Maar uit de praktijk leert New Hope - en de internationale stichting Exodus, waarbij het programma is aangesloten - dat niet iedereen 'geneest' of 'verandert'. Deelnemers vallen na het intensieve jaar nogal eens in een zwart gat. Op de jaarcongressen van Exodus komen de laatste jaren workshops als 'En als mijn seksuele gevoelens niet veranderen?'
Toch is ook dan een programma als New Hope voor de deelnemers niet zinloos, ondervond Erzen. Verandering blijkt voor de deelnemende mannen niet enkel een zaak van hun seksuele identiteit, maar vooral van hun relatie met Jezus en hun band met elkaar. Ook als homoseksuele gevoelens blijven of terugkomen, als ze soms toch weer een homorelatie aangaan, blijft hun band met Jezus bestaan en kunnen ze bij Hem altijd opnieuw beginnen, zo beschrijft Erzen hun drijfveer.
,,Het leven is zwaar'', zegt Curtis, ,,en ik kan het óf op m'n eentje willen doen of met Jezus. Evengoed is het zwaar.''
Het jaar voordat Erzen meedraaide, begon de groep met elf mannen: zeven gaven binnen twee maanden al op en van de vier die bleven, hadden er twee later weer een relatie met een man.
Brian is een andere deelnemer die Erzen na een paar jaar nog eens opzoekt. Hij is gefrustreerd omdat zijn seksuele verlangens zo weinig veranderen. Als God wilde dat hij met een vrouw zou trouwen, was dat nu wel gebeurd, denkt hij. Maar zijn liefde voor God houdt hem op de been. ,,Om eerlijk te zijn, ik heb nooit gehoord van iemand die helemaal hetero is geworden. Ik verwacht dat ook niet. Maar sommige mensen zeggen dat we kunnen veranderen.
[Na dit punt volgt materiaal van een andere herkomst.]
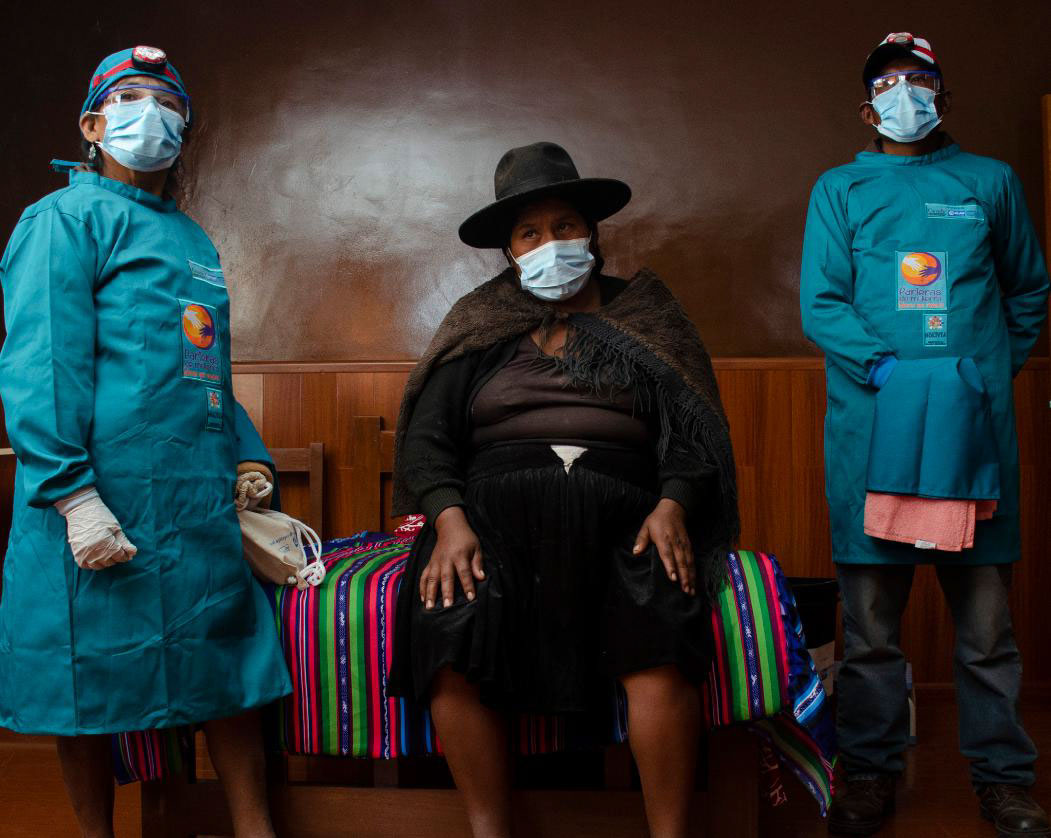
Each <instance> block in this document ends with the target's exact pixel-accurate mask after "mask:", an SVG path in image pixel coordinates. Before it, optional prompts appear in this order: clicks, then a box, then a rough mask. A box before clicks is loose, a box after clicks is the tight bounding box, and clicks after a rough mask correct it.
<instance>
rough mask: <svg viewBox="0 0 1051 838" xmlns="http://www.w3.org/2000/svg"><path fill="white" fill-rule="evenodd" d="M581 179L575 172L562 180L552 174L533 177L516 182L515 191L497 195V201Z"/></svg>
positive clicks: (510, 197)
mask: <svg viewBox="0 0 1051 838" xmlns="http://www.w3.org/2000/svg"><path fill="white" fill-rule="evenodd" d="M579 180H580V176H579V175H576V173H575V172H574V176H573V177H572V178H562V179H561V180H557V181H553V180H552V179H551V176H544V175H541V176H540V177H539V178H533V179H532V180H528V181H522V182H520V183H516V184H515V186H514V191H510V192H504V193H503V195H498V196H496V200H497V201H503V200H504V199H507V198H517V197H518V196H520V195H526V193H527V192H532V191H534V190H536V189H543V188H545V187H548V186H558V185H559V184H563V183H576V182H577V181H579Z"/></svg>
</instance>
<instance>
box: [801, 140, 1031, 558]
mask: <svg viewBox="0 0 1051 838" xmlns="http://www.w3.org/2000/svg"><path fill="white" fill-rule="evenodd" d="M1047 297H1048V275H1047V270H1046V268H1045V264H1044V258H1043V254H1042V253H1040V248H1039V245H1038V243H1037V240H1036V236H1035V232H1034V230H1033V226H1032V223H1031V221H1030V219H1029V214H1028V212H1027V210H1026V204H1025V198H1024V196H1023V193H1022V185H1021V184H1019V182H1018V179H1017V177H1016V176H1015V175H1014V172H1013V171H1012V170H1011V168H1010V166H1008V165H1007V164H1005V163H1001V162H1000V161H996V160H991V159H989V158H984V157H978V156H976V155H969V154H966V152H964V151H961V150H960V147H959V146H957V145H955V144H951V145H947V146H946V147H943V148H942V149H940V150H937V151H934V152H932V154H930V155H924V156H922V157H895V156H892V155H884V154H880V152H877V151H863V152H862V154H860V155H858V157H857V159H856V160H854V162H852V163H848V164H846V165H844V166H839V167H837V168H833V169H830V170H829V171H826V172H825V173H824V175H822V176H821V178H820V179H819V180H818V183H817V185H816V186H815V188H813V192H812V195H811V197H810V206H809V210H808V212H807V219H806V232H805V236H804V239H803V265H802V281H801V309H802V315H803V331H804V332H805V334H806V335H807V338H809V339H810V340H811V341H813V342H815V343H816V344H817V345H818V346H819V347H820V348H821V349H822V350H823V351H824V353H825V356H826V363H825V370H826V376H827V386H828V406H827V412H826V414H825V488H826V493H827V496H828V506H829V515H830V528H831V539H832V558H833V559H834V560H836V561H838V563H843V564H895V565H904V564H918V563H945V564H953V565H960V564H968V565H989V564H1004V563H1010V561H1015V560H1016V559H1017V558H1018V557H1019V553H1021V544H1019V528H1018V446H1017V438H1016V435H1015V421H1014V401H1013V393H1012V386H1011V381H1012V379H1013V376H1014V375H1015V374H1016V373H1017V371H1018V370H1019V369H1021V368H1022V366H1023V364H1024V363H1025V361H1026V359H1027V357H1028V355H1029V352H1030V350H1031V349H1032V346H1033V343H1034V341H1035V340H1036V338H1037V334H1038V333H1039V329H1040V326H1042V324H1043V322H1044V319H1045V316H1046V314H1047ZM887 354H893V355H897V356H898V359H900V362H901V363H899V365H898V367H897V368H895V369H894V371H893V372H892V373H891V375H890V380H889V381H888V382H887V384H886V385H885V386H884V388H883V389H882V390H881V391H880V392H879V394H878V393H877V391H875V390H874V389H873V388H871V387H869V386H868V385H867V384H866V381H867V377H868V374H869V371H870V369H871V367H872V365H873V364H875V362H878V361H879V360H880V359H881V357H883V356H884V355H887ZM939 357H946V359H972V360H973V362H974V364H975V365H976V366H977V370H978V372H980V374H981V376H982V380H983V382H984V385H985V389H986V391H987V393H988V400H989V411H990V421H991V426H992V428H993V434H994V437H995V445H996V452H997V458H998V464H1000V500H998V508H997V511H996V515H995V517H994V518H993V519H992V520H990V522H984V523H980V524H978V525H977V528H976V530H975V537H974V548H973V549H969V550H964V551H963V553H945V552H941V551H936V550H919V549H916V548H914V547H912V546H910V545H904V544H898V543H892V541H886V540H882V539H879V538H872V537H870V536H867V535H865V533H864V529H863V525H864V514H865V493H866V474H867V470H868V459H869V445H870V442H871V436H872V426H873V415H874V413H875V407H877V400H878V398H879V400H883V401H882V403H881V407H882V408H884V409H891V410H892V409H893V406H892V405H891V404H890V403H891V402H892V400H894V398H901V397H903V394H905V393H908V392H909V391H910V388H909V387H906V386H892V385H893V384H894V382H895V379H898V377H899V376H900V375H901V376H902V379H903V381H904V380H906V379H907V377H908V376H910V375H911V374H912V370H910V368H909V367H910V365H914V362H923V361H925V360H931V359H939ZM918 371H919V370H918ZM903 372H904V373H905V374H904V375H903ZM910 407H911V406H910ZM948 428H949V425H948V424H947V432H948ZM930 430H931V429H930V428H927V429H923V428H922V427H921V428H918V434H916V435H913V434H908V433H903V435H902V440H901V449H900V455H901V456H903V457H905V456H914V454H915V446H916V445H920V444H921V443H920V440H919V438H916V436H918V435H919V434H920V433H926V434H927V436H928V437H930V436H931V434H930ZM934 438H936V435H934ZM883 450H884V451H885V452H887V451H888V449H887V447H884V448H883ZM886 455H887V456H894V455H895V454H894V451H893V450H892V449H891V450H889V452H888V453H886Z"/></svg>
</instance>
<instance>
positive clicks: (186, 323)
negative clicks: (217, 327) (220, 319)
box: [183, 303, 215, 349]
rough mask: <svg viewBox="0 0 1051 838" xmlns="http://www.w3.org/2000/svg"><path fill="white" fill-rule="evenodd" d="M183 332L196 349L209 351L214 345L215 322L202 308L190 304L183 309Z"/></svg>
mask: <svg viewBox="0 0 1051 838" xmlns="http://www.w3.org/2000/svg"><path fill="white" fill-rule="evenodd" d="M183 332H184V333H185V334H186V340H188V341H189V342H190V343H191V344H193V346H195V347H198V349H209V348H210V347H211V345H212V344H213V343H215V321H214V320H212V316H211V314H209V313H208V309H206V308H205V307H204V306H201V305H198V304H195V303H191V304H190V305H188V306H186V308H184V309H183Z"/></svg>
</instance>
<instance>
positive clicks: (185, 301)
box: [179, 300, 223, 384]
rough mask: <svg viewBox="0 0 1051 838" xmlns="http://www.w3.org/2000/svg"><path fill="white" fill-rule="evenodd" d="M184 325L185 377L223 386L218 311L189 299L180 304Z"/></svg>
mask: <svg viewBox="0 0 1051 838" xmlns="http://www.w3.org/2000/svg"><path fill="white" fill-rule="evenodd" d="M179 306H180V312H181V321H182V323H181V326H182V348H183V377H184V379H193V380H194V381H202V382H208V383H210V384H222V383H223V360H222V356H221V353H220V346H219V333H218V330H217V323H218V318H217V315H215V309H214V308H212V307H211V306H206V305H204V304H203V303H193V302H190V301H189V300H180V301H179Z"/></svg>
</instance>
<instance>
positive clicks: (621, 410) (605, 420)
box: [471, 334, 651, 449]
mask: <svg viewBox="0 0 1051 838" xmlns="http://www.w3.org/2000/svg"><path fill="white" fill-rule="evenodd" d="M471 426H472V433H471V442H472V444H473V446H474V447H475V448H476V449H477V448H480V447H481V446H483V445H490V444H492V443H507V442H517V441H521V440H539V441H543V442H548V443H562V444H572V445H584V446H586V445H589V444H595V443H605V444H612V445H618V446H627V447H632V448H644V447H647V446H650V445H651V436H650V431H648V428H647V427H646V423H645V420H644V417H643V416H642V415H641V409H640V407H639V406H638V405H636V398H635V391H634V389H632V390H622V391H621V392H619V393H617V394H616V396H615V397H614V400H613V401H610V400H607V398H604V397H602V396H601V395H595V394H593V393H586V392H582V391H580V390H578V389H576V388H575V387H573V386H572V385H571V384H570V382H569V381H568V380H566V379H565V376H564V375H562V374H561V373H560V372H559V371H558V368H557V367H556V365H555V361H554V359H552V357H550V356H548V355H544V354H542V353H541V352H540V350H539V348H538V347H537V345H536V344H535V343H534V342H533V339H532V338H531V336H530V335H529V334H524V335H522V339H521V341H519V343H518V349H517V351H516V352H515V354H514V355H513V356H512V359H511V360H510V361H509V362H508V363H507V364H506V365H504V366H503V367H501V368H500V369H499V370H497V371H496V372H495V373H494V374H493V376H492V377H491V379H490V380H489V381H488V382H486V384H485V385H482V387H481V389H480V390H479V391H478V393H477V395H476V396H475V400H474V404H473V405H472V406H471Z"/></svg>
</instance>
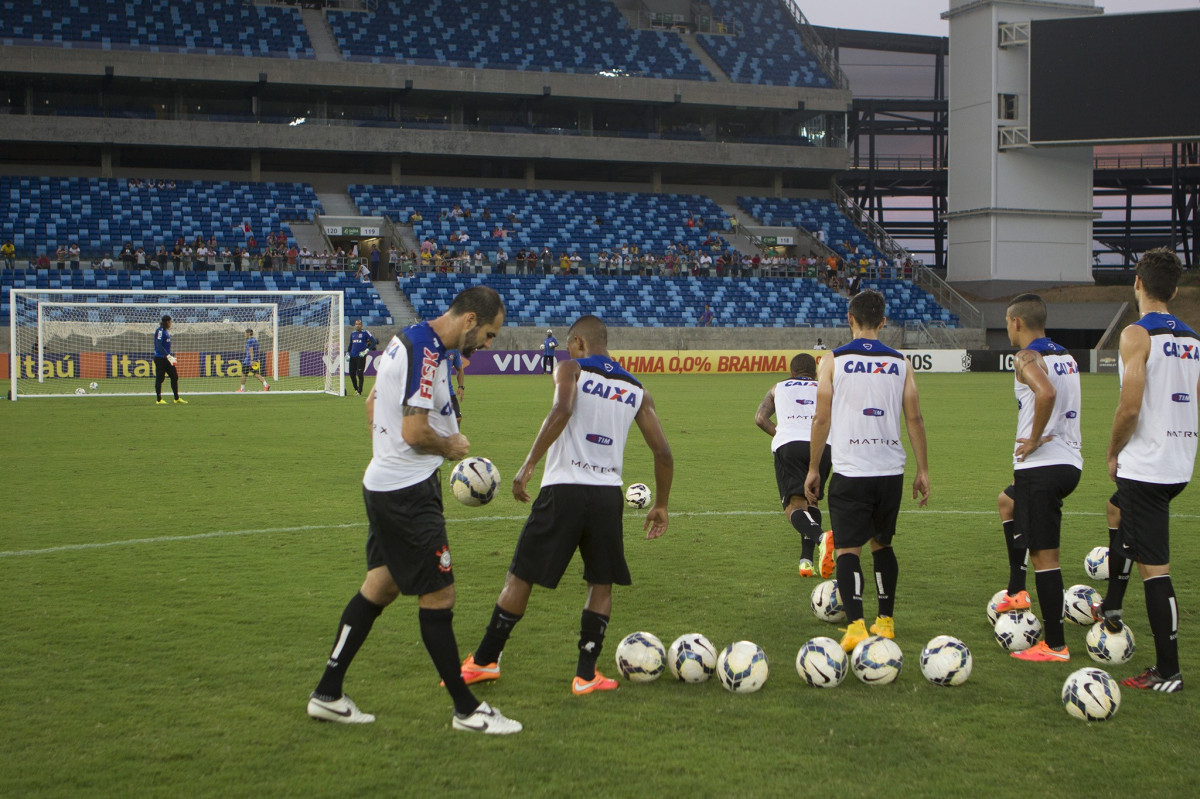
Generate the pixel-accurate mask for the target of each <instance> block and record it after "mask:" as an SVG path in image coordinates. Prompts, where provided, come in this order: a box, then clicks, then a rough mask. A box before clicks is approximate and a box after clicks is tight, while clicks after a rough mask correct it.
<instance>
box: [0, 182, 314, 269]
mask: <svg viewBox="0 0 1200 799" xmlns="http://www.w3.org/2000/svg"><path fill="white" fill-rule="evenodd" d="M173 184H174V187H169V185H168V186H166V187H162V188H158V187H157V186H156V187H149V186H143V187H142V188H137V187H134V186H131V185H130V181H127V180H103V179H97V178H11V176H6V178H0V216H2V217H4V218H7V220H11V228H10V229H11V230H12V239H13V245H14V246H16V247H17V251H18V252H24V253H31V254H41V253H48V254H53V253H54V250H55V248H56V247H59V246H67V245H70V244H71V242H72V241H77V242H78V244H79V246H80V248H82V250H83V252H84V254H89V253H100V252H106V253H115V252H116V251H118V250H120V248H121V246H122V245H124V244H125V242H126V241H131V242H132V244H133V246H134V247H137V246H142V247H145V248H146V250H148V251H151V252H152V250H154V248H155V247H157V246H158V245H161V244H166V245H168V246H169V245H170V244H172V242H174V241H175V239H178V238H180V236H182V238H185V239H187V240H188V241H191V240H192V239H193V238H196V236H197V235H200V236H204V239H209V236H215V238H216V240H217V244H220V245H229V246H242V245H244V244H245V242H246V240H247V238H248V235H251V234H253V235H258V236H262V235H264V234H265V233H269V232H276V230H280V232H282V233H284V234H286V235H288V238H289V240H290V229H289V228H288V226H287V223H286V222H283V220H287V218H292V220H296V218H301V220H311V218H312V215H313V214H314V212H317V214H320V212H322V208H320V203H319V200H318V199H317V194H316V192H314V191H313V190H312V187H311V186H308V185H307V184H269V182H268V184H262V182H259V184H254V182H230V181H209V180H194V181H192V180H188V181H173ZM247 224H248V226H250V229H248V230H247V229H246V226H247Z"/></svg>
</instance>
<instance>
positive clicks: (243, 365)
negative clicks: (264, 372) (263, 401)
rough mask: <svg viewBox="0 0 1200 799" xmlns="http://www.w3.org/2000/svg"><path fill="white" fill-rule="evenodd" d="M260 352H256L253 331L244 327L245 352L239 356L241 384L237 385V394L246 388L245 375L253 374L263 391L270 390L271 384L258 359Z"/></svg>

Wat voor mij belangrijker is: ben je bereid je leven over te geven, om iets te worden wat hoger is dan je dierlijke impulsen, je begeerten?''
Een apart hoofdstuk wijdt Tanya Erzen aan de geschiedenis van 'christelijk rechts', dat deel van de achterban van president Bush dat zich sterk maakt voor onderwijs in het creationisme en voor de Irak-oorlog, en tegen abortus en het homohuwelijk.
In 1998 en opnieuw in 2005 kwamen uit die hoek advertentiecampagnes waarin het homohuwelijk werd afgewezen als een aanval op het 'recht om te veranderen'. Deelnemers aan de New Hope-groep bleken er niet blij mee om voor politieke doeleinden te worden ingezet. Ze vonden dat de advertenties het 'genezen' van homoseksualiteit te vanzelfsprekend voorstelden. Ze kozen eerder partij voor de rechten van praktiserende homo's, ook al wilden ze dat zelf niet zijn.
Toch moet er voor christelijke homo's wel een 'recht op verandering' zijn, schrijft Tanya Erzen. Zelf vindt ze de overtuiging beknellend dat homoseksualiteit niet te verenigen zou zijn met het christelijk geloof. Maar de seculiere strijd voor homorechten, vanuit de gedachte dat een homoseksueel dat voor honderd procent is en voor altijd, vindt ze net zo belemmerend.